Originally Posted by olivant
Originally Posted by Turnbull
Would Solozzo have gone ahead with his plan to whack Vito if Sonny hadn't shot off his mouth at the drugs meeting and shown his greed for the deal?


I suggest a corollary question TB: Since it was Barzini all along, what would Barzini do if Vito had made the deal?


I think that it would have gone this way:

Scenario A: Vito agrees to Sollozzo's idea

First, there's no hit because Vito agreed, presumably with regulations like they stated later at the Don's meeting (i.e. not by schools, kept to the black neighborhoods, etc). Barzini consolidates his power, because Barzini also has major connections just not as many lawyers/judges/politicians like Vito does. I think the end result here is that there is peace for longer (potentially much longer) but eventually Barzini can't control his ambition and something happens down the road. Now both the Barzini family and the Corleone family have gotten fat from the drug trade, so a war would likely be more brutal and more open. However, the Corleone Family at this point would have gambling, the unions AND the drugs. So I think they end up ahead as they were already the strongest family, and the money from narcotics helps them grow stronger. Michael almost certainly does not end up as the Don but probably moves away and has his whitebread family with Kay as a mathematics professor.

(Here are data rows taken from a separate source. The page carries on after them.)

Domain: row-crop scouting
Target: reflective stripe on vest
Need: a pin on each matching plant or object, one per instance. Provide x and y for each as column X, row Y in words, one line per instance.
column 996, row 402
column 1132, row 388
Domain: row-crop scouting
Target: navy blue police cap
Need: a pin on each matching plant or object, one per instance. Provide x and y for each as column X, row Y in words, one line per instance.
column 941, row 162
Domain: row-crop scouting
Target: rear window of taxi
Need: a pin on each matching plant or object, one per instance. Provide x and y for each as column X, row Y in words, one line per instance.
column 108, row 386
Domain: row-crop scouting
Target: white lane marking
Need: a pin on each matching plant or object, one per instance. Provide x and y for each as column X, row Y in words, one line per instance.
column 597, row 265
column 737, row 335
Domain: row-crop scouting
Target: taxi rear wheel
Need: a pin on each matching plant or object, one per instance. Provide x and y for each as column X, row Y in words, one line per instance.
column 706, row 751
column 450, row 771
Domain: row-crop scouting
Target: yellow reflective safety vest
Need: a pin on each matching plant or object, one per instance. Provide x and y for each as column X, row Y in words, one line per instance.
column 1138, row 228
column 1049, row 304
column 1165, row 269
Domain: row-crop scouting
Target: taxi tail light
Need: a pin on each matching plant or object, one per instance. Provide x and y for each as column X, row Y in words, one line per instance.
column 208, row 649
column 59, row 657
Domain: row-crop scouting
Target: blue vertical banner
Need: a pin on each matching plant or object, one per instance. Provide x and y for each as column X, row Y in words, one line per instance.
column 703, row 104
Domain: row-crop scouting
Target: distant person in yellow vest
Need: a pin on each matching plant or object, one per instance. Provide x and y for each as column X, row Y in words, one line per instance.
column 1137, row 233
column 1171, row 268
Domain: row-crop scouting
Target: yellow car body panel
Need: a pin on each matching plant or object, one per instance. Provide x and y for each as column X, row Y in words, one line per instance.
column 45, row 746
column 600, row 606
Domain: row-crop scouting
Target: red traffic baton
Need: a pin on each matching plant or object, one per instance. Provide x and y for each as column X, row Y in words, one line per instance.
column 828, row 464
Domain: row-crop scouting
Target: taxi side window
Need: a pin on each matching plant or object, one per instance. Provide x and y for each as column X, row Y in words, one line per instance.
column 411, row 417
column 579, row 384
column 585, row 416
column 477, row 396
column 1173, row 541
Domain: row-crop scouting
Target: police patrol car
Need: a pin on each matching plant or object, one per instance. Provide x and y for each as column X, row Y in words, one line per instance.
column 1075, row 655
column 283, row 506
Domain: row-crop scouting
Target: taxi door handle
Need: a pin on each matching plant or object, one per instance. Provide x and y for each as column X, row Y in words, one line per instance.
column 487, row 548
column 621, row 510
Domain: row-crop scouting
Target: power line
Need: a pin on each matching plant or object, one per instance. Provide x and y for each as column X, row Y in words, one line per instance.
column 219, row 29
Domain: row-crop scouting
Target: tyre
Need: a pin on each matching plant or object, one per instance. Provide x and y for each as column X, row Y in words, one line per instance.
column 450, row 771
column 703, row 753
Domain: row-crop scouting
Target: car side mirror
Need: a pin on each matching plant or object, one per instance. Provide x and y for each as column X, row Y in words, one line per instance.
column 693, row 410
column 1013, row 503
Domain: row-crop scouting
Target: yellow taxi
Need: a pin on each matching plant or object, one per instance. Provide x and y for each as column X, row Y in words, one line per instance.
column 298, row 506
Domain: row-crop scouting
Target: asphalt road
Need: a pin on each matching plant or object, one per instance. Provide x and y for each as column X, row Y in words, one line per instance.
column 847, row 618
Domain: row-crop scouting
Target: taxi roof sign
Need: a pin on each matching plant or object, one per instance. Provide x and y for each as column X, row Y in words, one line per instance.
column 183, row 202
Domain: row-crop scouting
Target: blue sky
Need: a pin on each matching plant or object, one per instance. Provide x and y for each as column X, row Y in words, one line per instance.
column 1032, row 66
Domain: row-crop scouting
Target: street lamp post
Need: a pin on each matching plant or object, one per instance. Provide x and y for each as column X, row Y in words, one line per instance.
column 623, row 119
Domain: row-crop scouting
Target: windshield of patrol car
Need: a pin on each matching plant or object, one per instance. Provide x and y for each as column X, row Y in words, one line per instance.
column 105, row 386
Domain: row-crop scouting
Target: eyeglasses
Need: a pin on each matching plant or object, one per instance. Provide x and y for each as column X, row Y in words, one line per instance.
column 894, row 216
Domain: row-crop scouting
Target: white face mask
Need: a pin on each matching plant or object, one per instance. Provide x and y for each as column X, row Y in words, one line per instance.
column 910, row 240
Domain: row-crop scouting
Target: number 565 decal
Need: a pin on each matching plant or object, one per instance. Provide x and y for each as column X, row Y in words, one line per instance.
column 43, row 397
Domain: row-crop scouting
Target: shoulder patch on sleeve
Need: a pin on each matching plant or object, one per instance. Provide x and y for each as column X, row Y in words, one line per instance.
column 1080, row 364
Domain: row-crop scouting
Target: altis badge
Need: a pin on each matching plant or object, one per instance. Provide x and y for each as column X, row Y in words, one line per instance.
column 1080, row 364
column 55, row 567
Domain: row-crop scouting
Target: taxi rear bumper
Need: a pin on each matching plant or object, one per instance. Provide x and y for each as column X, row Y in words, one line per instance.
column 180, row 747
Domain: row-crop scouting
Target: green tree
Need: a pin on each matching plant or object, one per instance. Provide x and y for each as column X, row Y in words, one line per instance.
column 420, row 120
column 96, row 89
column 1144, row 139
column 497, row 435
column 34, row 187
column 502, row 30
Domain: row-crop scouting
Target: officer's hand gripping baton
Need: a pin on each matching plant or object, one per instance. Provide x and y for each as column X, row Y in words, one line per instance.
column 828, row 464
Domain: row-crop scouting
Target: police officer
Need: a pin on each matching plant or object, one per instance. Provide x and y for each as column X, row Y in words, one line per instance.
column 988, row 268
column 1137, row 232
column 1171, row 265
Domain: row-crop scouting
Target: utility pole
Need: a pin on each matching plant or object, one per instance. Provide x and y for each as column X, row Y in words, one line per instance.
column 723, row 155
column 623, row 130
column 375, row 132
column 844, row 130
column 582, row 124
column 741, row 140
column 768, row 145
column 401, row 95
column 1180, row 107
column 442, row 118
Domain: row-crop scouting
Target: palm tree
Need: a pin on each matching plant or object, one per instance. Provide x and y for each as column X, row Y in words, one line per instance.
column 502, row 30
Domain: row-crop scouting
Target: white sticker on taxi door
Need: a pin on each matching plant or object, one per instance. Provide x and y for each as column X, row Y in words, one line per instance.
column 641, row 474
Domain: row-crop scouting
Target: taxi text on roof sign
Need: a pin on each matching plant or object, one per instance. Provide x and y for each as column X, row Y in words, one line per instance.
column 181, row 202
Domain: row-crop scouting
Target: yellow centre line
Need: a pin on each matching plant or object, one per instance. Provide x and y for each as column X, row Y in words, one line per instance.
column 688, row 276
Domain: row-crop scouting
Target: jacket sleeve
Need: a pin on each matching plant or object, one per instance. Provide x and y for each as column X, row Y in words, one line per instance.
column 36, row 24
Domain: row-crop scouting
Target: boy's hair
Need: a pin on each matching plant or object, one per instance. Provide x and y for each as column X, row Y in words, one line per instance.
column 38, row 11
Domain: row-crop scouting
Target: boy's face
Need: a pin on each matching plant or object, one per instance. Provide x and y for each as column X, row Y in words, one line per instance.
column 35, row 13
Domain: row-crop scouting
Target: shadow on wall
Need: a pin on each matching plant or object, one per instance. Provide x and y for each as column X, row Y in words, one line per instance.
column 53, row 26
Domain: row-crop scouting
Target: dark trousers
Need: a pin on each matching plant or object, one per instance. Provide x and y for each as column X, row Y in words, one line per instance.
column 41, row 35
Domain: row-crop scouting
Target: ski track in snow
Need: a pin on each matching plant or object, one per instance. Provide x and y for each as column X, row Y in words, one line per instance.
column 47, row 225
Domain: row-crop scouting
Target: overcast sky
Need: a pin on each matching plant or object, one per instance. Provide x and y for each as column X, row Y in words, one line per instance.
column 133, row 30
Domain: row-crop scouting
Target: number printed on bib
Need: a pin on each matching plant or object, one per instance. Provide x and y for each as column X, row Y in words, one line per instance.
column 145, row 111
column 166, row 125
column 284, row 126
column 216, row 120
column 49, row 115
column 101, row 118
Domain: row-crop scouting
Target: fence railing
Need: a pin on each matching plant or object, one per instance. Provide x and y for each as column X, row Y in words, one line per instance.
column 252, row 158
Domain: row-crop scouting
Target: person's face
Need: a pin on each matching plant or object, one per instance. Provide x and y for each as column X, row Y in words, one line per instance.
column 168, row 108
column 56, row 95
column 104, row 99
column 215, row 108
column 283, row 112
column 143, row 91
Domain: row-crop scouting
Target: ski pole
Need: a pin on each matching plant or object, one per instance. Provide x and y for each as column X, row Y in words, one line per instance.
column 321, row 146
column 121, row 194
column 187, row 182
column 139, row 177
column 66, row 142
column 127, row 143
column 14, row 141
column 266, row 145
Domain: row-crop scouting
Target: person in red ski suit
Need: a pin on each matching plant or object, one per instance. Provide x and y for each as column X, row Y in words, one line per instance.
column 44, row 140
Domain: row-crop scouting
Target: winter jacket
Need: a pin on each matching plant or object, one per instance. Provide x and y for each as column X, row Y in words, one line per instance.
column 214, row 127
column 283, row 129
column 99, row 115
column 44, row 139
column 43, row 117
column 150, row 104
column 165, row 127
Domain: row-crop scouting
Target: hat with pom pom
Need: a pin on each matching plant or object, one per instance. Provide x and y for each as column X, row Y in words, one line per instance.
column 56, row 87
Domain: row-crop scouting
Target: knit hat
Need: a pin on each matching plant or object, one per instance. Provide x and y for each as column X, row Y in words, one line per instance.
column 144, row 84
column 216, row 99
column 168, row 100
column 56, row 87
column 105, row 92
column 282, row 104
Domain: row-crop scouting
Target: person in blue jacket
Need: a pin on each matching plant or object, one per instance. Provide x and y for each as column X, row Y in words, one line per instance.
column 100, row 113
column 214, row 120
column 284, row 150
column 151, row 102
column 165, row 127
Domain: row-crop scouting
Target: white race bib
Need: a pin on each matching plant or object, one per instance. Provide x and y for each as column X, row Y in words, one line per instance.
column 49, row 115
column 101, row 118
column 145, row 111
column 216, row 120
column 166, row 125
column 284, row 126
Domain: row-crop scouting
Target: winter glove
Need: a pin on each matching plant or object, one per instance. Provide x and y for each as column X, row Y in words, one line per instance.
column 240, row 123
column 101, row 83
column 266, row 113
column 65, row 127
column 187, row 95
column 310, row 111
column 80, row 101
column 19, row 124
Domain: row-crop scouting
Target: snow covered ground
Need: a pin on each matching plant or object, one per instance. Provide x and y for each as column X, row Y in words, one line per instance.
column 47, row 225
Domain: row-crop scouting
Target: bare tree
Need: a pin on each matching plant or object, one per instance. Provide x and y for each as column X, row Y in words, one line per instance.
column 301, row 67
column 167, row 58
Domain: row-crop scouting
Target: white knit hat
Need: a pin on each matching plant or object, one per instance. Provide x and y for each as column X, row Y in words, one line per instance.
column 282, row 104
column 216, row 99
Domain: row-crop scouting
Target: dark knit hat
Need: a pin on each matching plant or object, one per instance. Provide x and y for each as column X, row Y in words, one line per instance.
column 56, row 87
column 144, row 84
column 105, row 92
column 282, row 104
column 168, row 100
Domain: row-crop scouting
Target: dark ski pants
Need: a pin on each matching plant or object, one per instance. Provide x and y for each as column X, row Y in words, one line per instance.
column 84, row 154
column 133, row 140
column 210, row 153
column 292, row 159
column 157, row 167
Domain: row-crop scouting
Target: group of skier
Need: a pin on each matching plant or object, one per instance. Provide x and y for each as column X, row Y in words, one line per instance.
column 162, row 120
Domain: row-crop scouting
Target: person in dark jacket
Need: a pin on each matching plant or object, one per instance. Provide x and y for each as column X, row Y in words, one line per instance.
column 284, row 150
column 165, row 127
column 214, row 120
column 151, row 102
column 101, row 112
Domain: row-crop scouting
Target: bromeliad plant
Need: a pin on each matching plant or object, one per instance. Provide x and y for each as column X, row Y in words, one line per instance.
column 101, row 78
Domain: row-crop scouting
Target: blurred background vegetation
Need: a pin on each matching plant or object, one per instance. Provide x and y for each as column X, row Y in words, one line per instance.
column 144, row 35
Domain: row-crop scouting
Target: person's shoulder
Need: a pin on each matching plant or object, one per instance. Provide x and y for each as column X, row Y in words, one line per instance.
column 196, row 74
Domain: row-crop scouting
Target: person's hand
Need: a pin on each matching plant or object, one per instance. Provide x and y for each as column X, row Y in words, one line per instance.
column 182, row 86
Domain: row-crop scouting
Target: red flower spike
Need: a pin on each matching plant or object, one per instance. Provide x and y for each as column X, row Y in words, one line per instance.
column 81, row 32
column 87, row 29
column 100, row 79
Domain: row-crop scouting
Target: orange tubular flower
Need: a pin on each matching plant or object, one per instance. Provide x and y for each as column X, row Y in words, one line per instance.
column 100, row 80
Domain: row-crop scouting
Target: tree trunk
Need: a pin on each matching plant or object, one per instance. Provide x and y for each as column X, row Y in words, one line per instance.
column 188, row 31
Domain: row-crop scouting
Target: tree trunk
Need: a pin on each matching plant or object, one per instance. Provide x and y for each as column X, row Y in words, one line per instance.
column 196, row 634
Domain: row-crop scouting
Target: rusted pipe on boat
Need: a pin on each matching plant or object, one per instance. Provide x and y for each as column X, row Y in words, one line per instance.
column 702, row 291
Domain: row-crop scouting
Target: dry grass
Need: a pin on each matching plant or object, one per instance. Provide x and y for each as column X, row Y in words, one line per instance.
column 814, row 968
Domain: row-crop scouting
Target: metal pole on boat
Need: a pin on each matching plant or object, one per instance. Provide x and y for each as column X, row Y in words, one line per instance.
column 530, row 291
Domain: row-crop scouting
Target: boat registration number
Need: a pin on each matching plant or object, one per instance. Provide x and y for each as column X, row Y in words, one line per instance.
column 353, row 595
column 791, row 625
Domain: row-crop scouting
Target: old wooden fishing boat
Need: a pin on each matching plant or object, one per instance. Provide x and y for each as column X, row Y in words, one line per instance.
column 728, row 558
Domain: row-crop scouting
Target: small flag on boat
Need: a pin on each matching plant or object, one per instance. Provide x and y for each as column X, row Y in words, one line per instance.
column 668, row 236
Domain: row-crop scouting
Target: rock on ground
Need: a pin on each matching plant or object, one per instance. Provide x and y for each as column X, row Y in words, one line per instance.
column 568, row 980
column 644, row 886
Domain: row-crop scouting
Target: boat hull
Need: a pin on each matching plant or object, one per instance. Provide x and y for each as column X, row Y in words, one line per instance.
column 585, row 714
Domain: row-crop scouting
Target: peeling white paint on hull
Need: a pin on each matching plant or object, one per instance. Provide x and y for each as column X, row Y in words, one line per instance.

Scenario B: Vito refuses Sollozzo, Sonny doesn't open his mouth

This becomes interesting, because we don't know for sure what Sollozzo would have done in this case. He finds no ch*nk in the Don's armor, no hot-headed eldest son who would inherit the family if the old man dies. We know for a fact Sollozzo cannot take no for an answer, because he is a man of respect and Don Corleone's "no" means Sollozzo cannot operate his business (technically he could, but it would be at an extremely great risk without the lawyers/judges/political connections of Don Corleone), and he is not the kind of man who will let another man dictate his life. In this scenario I think Sollozzo goes to Barzini (I am not sure if at this point in time Sollozzo was talking to Barzini, or just Tattaglia; we know it was "Barzini all along" who set the seeds for the hit, but we don't know his exact involvement), who also presumably has some politicial/legal connections, and does business in a lesser scale than he originally planned, but there is no hit as it's too risky.

I think the end result here is exactly what Tom says when he suggests Vito agree: Well, I say yes. There is more money potential in narcotics than anything else we're looking at now. If we don't get into it, somebody else will, maybe one of the Five Families, maybe all of them. And with the money they earn they'll be able to buy more police and political power. Then they come after us. Right now we have the unions and we have the gambling and those are the best things to have. But narcotics is a thing of the future. If we don't get a piece of that action we risk everything we have. Not now, but ten years from now.

Barzini and maybe Tattaglia, even Cuneo and Stracci get into the trade, and "ten years from now" I think Barzini makes his power play. All hypothetical at this point, but I think in this scenario the Corleones are on the losing end. Things happen (maybe Sonny still gets whacked), the Corleones sue for peace, and Barzini becomes the most powerful family. Michael probably does not end up as the Don, but could depending on circumstances. I think in this case though he does not, and the Corleones become a minor family.

Last edited by waynethegame; 02/23/18 08:58 AM.

Wayne

"Finance is a gun. Politics is knowing when to pull the trigger."